Design and construction
- Architect: Gaetano Koch

= Palazzo Koch =

Building in Rome, Italy

Palazzo Koch is a Renaissance Revival palace on Via Nazionale in Rome, Italy. Initially commissioned by the National Bank of the Kingdom of Italy and built in 1888-1892, it is the current head office of its successor entity the Bank of Italy. It is named after its designer, the architect Gaetano Koch.

==Description==
The building measures 109 meters by 60 meters and rises up to 37 meters in height. The main façade is made of travertine marble and has features of the Doric, Ionic and Corinthian orders. Of the five floors, two are below ground. These still have windows from a moat (8 meters wide, 5 meters deep) that surrounds three sides of the building. There are two symmetrical main entrances on Via Nazionale, but only one of them is presently in use.

With later additions, also used by the central bank, Palazzo Koch occupies an entire city block. It currently houses representative rooms used by the Banca d'Italia for official events, the top management, central administration, the Paolo Baffi Library and the Money Museum.

The building is laid out around two interior courtyards. The Court of Honour (the western of the two courtyards) also features the three classical orders on its facades. A niche contains a bust of the building's architect. An archway towards the adjacent building which formerly housed the banknote printing facility faces a fountain topped by a statue of Antinous made during the reign of Hadrian.
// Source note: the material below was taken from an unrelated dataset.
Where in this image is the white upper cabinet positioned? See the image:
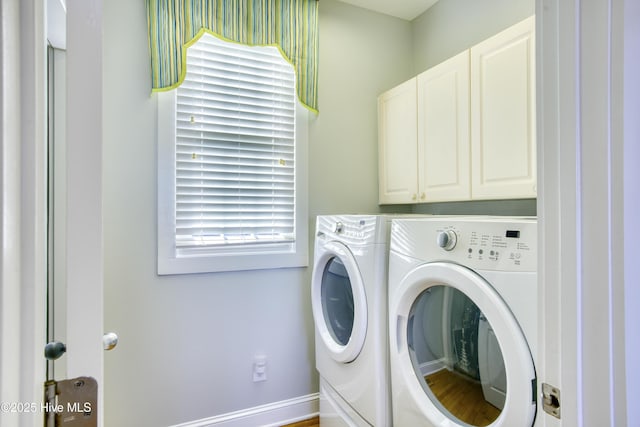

The wing between the two courtyards contains the Sala della Lupa, with a copy of the Capitoline Wolf, which gives access to the main stairway, the Scalone D'Onore. This more than 3-meter-wide stairway extends up to the top floor without any central supports. At its foot are two 3rd-century sarcophagi.

The first piano nobile (first upper floor) features chandeliers made from Murano glass, marble flooring and doorways and silk tapestries on the wall. The public rooms also house numerous works of art, from statues, European paintings (16th-19th centuries) as well as Oriental pieces such as Chinese lions (Han and Wei dynasties), Cambodian Buddha heads and Indian and Persian artifacts.

Located in the center of the façade towards Via Nazionale is the Salone dei Partecipanti (shareholders' room). This hall, over 300 square-meters in size, is the scene of the meeting of the Banca d'Italia's shareholders and of the Governor's speech, each year in late May.